Biz sanat grubundandık. Ben, Beren ve kendini iki çiçeğin yanındaki böcek olarak tanımlayan Batuhan ile birlikte mahşerin dört altısı gibi takılıyorduk iki buçuk senedir. Tek bir sorun vardı, o da dördüncümüz bizimle aynı alanda değildi. Ömer maalesef ki bilimcilerdendi.
Bahçede yürümeye devam ettiğimiz sırada bakışlarımı etrafta gezdirdim. Sanat ve spor bölümlerinin binaları karşı karşıyaydı. Bilim binası ise bu ikisinin ortasında, öğrenci yurtlarının ve yemekhanenin tam karşısındaydı.

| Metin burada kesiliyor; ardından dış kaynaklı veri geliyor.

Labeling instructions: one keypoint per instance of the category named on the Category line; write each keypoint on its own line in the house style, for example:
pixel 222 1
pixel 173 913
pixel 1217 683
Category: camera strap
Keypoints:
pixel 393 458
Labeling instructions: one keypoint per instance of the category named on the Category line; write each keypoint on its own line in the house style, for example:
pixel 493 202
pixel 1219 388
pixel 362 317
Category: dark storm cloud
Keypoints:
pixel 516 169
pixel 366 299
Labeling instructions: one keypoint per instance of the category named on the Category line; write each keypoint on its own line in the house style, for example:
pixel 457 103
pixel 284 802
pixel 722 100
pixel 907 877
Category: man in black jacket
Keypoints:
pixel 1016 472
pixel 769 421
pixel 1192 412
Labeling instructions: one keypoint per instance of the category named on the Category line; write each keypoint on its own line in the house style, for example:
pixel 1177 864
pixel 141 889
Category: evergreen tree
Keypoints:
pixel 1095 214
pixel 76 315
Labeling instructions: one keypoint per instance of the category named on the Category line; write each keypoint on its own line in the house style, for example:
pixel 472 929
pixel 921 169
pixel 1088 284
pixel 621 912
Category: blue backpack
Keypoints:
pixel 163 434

Üç binanın dış duvarlarında da kendi alanlarına uygun figürler vardı ve bu çizimler okulun ambiyansına epey bir renk katıyordu.
Bizim binanın duvarları tiyatro maskları, tuvaller ve fırça çizimleriyle doluyken sporcuların binasının duvarları basket potaları gibi figürlerle kaplıydı mesela. Bilimcilerin duvarlarında ise tabi ki rengarenk deney tüpleri vardı. Adamlar günlerinin çoğunu laboratuvarlarda geçiriyordu sonuçta, kara tahta falan çizilemezdi oraya.

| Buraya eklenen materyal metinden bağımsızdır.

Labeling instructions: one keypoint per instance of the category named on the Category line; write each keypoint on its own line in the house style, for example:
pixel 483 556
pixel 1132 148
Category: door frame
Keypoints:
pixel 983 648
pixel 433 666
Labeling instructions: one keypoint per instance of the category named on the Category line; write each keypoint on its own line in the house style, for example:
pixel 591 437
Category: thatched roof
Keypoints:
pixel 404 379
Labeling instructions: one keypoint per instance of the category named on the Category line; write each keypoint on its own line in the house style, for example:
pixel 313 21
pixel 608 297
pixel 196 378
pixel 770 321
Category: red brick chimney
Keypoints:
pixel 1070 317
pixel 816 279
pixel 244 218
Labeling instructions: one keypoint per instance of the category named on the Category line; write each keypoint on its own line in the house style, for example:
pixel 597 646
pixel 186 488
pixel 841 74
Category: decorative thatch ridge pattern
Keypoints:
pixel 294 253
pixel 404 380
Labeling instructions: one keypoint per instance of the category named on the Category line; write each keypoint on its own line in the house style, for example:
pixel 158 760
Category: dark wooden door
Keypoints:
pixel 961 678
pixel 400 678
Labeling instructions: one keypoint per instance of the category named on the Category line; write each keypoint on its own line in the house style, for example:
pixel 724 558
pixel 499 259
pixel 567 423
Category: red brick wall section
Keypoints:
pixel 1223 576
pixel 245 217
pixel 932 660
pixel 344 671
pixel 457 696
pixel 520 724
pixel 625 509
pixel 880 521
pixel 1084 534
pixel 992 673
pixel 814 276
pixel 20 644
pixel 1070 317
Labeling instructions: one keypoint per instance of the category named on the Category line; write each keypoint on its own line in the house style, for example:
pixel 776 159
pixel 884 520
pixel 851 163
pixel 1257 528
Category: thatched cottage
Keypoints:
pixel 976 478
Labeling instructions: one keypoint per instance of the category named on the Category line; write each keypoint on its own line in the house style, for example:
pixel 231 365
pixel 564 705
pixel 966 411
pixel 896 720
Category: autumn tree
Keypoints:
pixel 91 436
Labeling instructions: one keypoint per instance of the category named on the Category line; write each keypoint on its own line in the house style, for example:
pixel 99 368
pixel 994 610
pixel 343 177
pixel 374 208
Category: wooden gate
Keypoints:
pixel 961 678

Erkek yurdu ile kız yurdunun birleşiminden yemekhaneye ayrı bir geçiş vardı bu arada, yatılı okul olduğumuz için akşamları yemek saatinde ya da sabah kahvaltı etmek istediğimizde direkt yurtlardan iniyorduk yemek yemeye.

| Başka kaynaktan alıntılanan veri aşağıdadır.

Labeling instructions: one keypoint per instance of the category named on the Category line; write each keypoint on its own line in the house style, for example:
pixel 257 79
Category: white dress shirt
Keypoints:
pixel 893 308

Aslında yatakhanelerde odaların çoğu dörder kişilikti, hatta çömezlerin bazıları altışar kişilik odalarda bile kalıyordu ama ders başarısına göre bazı öğrencilere ikişer kişilik odalarda kalma hakkı veriliyordu. Beren ve ben de bölümümüzün en gözdelerinden olduğumuz için geçen seneden beri iki kişi birlikte kalıyorduk.
Ortak alanda bulunan kamelyaların oradan geçtiğimiz sırada spor tarafından birkaç kızın iğneleyici bakışları ile karşılaşınca sinirle nefesimi verirken hemen yanımdaki Beren'in de gerildiğimi hissettim.
"Dayanamayacağım, çalı süpürgesi yapana kadar yoluvereceğim şu meymenetsizlerin boyalı saçlarını o olacak!" Sarı saçlarını hırsla savururken devam etti. "Çizgimi bozmayayım diyorum ama vallahi taşacak sabrım!"
Aslında şu an normal şartlarda onu sakinleştirmem gerekiyordu ama benim de sabır sınırımda sirenler son ses ötüyordu.
Evet, pilot bir okulduk. Normal bir eğitim sistemime göre ilerlemiyorduk. Buraya da sınavla girmiştik, seçilerek alınmıştık ama öğrenciler arasında özellikle son birkaç aydır süregelen gerginlik bu artıların hepisini götürecek raddeye ulaşmıştı son zamanlarda.
Aslında ilk başta her şey gayet güzeldi. Biz, yani üçüncü sınıflar bu okulun ilk öğrencileriydik. Başlarda da en uyumsuzlarımız bile gayet sevgi ve saygı çerçevesinde birbiriyle geçiniyordu, kolay kolay kavga sesi yükselmiyordu etraftan.
Bu zamana kadar da öyle geçinip gitmiştik. Ne olduysa geçen senenin son zamanlarında olmuştu.
Bizim bir alt kadememizdekiler nasıl olduğunu bir türlü çözemediğimiz bir şekilde birbirleriyle atışmaya başlamıştı.
Sporcular bilimcilere, bilimciler sanat ekibindekilere laf atmaya, ortalık kızışmış; bölümler arası başlayan bu soğuk savaş zamanla yerini sıcak çatışmaya bırakmıştı.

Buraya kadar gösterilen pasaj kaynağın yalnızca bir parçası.